Digital Minister: Wales is a thriving tech cluster producing the companies of the future right now

By Digital Minister Caroline Dinenage

With its roots in steel and mining, Wales has always played a critical role in UK industry. Having gone to university in Wales, I know what a beautiful country it is and love it very much – so I am pleased a burgeoning tech sector is taking shape, one that is growing rapidly and creating new jobs in the digital economy.

If 2020 has shown us anything, it’s that digital services are central to allowing us to learn, work and socialise from home. Apps and online platforms keep us connected to friends and colleagues, allowing us to virtually secure deals and sales, order goods and groceries, and even have appointments with doctors and nurses.

Startups and scaleups across Cardiff and Wales have been hugely important in providing essential services. The likes of ANNA Money have made sure businesses have access to fast and secure bank accounts, and Amplyfi, the insights platform, has helped companies make better decisions by capturing data. Meanwhile, OpenGenius, the company behind task management app, Aoya, is used by global companies like Amazon, Samsung and Salesforce.

This week members of Wales’ tech and innovation sector, academics from the region’s universities and representatives of skills organisations across Wales are coming together online to discuss the challenges the region faces when it comes to recruiting talent and convincing young people to go into this thriving industry.

In particular, we heard how dynamic businesses need passionate and skilled staff. Businesses such as the professional services giant Deloitte and insurance provider Admiral are competing to hire top talent in Cardiff, along with the region’s growing number of startups and scaleups. According to new research by Tech Nation and the job search engine Adzuna, there are currently 1,426 IT-related job vacancies in Wales, and in Cardiff, more than 10 per cent of all open job roles are in the tech sector, overtaking healthcare and accounting and finance to be the city’s fastest-growing industry.

Luckily, Wales has many sources to draw upon. Cardiff University’s National Software Academy has been credited for its work training the next generation of software engineers, while the opening of the Cardiff School of Technologies in 2018 marked a clear signal that the city had a key role to play in supporting this growing economy.

And it’s not just graduates that are taking up exciting roles in the Welsh tech sector. A previous Tech Nation report from summer 2020 showed that 21 per cent of the Cardiff workforce is now employed in digital tech roles, one of nine cities outside London that has more than 20 per cent of the workforce employed in tech. The digital economy can have huge benefits for local economies and services and this government is committed to helping spread these opportunities right across the UK.

Those in Wales who go into tech careers can benefit from rewarding, well-paying jobs with the average salary in Wales’ tech sector at £42,179, over £10,000 more than the general average at £31,984. Even higher salaries can be secured for specialist roles. For example a solutions architect – responsible for the design of applications within an organisation –  can command salaries almost double the national average, at £60,450.

We are an unashamedly pro-tech government, determined to help spread the benefits of the digital economy to every corner of the UK and new opportunities are being created every day in Wales.

In the summer, a major new project in South Wales called CSconnected received £44 million from the UK government and industry to propel cutting-edge R&D projects. In collaboration with Cardiff and Swansea Universities and leading Welsh manufacturing companies, the project will help strengthen emerging industries in South Wales and deliver major technological advances in areas such as 5G, autonomous vehicles, communications and medical devices.

Investments like this are essential to making sure new and established companies have the tools they need to seize the opportunities the digital economy brings.

The race is on to upgrade to 5G and unleash a wave of innovation across the country, and Wales has been at the forefront of that revolution with a world-first partnership between the UK government and Japanese telecoms firm NEC.

The trial is using cutting-edge tech to rethink how we can build telecoms networks to boost their resilience at a time when the UK is over-reliant on just a few companies which dominate the global market.

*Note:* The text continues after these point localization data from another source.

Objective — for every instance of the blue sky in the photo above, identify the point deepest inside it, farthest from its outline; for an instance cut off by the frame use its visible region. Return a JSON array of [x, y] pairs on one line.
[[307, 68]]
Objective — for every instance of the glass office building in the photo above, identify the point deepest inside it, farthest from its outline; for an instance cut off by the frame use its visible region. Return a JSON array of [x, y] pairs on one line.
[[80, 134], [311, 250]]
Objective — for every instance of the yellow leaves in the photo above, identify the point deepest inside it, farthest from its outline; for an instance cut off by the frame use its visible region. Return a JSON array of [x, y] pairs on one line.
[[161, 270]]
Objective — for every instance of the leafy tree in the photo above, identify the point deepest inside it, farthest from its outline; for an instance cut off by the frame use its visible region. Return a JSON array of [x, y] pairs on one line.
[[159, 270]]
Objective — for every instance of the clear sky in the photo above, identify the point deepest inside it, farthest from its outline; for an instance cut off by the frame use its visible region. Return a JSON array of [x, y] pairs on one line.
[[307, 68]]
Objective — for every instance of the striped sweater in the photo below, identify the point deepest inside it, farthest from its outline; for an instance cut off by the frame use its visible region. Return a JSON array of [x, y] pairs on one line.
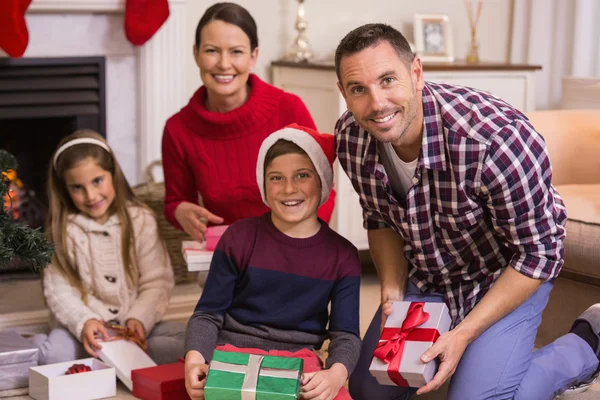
[[269, 291]]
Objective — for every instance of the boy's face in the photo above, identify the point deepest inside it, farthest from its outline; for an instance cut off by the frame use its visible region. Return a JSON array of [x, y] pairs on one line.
[[293, 191]]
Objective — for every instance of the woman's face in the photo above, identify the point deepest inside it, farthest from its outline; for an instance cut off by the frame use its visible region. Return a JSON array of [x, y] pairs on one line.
[[225, 59]]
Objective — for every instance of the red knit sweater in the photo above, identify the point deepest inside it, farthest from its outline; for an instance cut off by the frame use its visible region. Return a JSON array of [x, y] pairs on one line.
[[214, 154]]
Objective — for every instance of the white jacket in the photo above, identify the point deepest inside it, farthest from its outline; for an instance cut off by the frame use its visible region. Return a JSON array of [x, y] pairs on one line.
[[95, 250]]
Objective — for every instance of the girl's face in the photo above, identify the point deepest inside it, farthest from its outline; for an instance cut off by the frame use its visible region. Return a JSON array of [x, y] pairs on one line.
[[91, 189], [293, 191], [225, 59]]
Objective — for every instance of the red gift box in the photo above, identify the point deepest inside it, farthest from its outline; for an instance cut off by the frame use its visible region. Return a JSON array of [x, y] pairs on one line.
[[163, 382]]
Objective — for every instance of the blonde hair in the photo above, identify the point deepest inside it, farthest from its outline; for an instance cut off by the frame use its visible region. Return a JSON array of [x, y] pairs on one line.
[[61, 205]]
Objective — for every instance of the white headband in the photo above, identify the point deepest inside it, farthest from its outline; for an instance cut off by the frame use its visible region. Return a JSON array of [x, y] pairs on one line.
[[75, 142]]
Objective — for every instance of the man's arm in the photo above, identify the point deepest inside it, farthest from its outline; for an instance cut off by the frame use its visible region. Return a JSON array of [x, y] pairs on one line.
[[510, 290], [529, 217], [387, 251]]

Since 2017 we’ve spent £200 million on innovative trials like these across the country to push the envelope on what this game-changing mobile technology can do across a wide range of industries, and Wales has played a key part in this.

For instance, in Monmouthshire a partnership of SMEs and universities has been trialling how 5G can help connect poorly-served communities and boost tourism. This project has been leading the way in designing high capacity semiconductor chips at the Newport Wafer Fab.

The past few months have posed many challenges to people, businesses and organisations across the country. As the minister for digital I know the immense value of the tech sector in supporting us to navigate the measures we’ve had to impose and am incredibly thankful for its contribution.

I am also excited about the future. Era-defining businesses are born out of times such as these and it’s clear Wales’ flourishing tech scene is nurturing the exciting startups that will help drive our digital-led economic recovery out of the pandemic and beyond.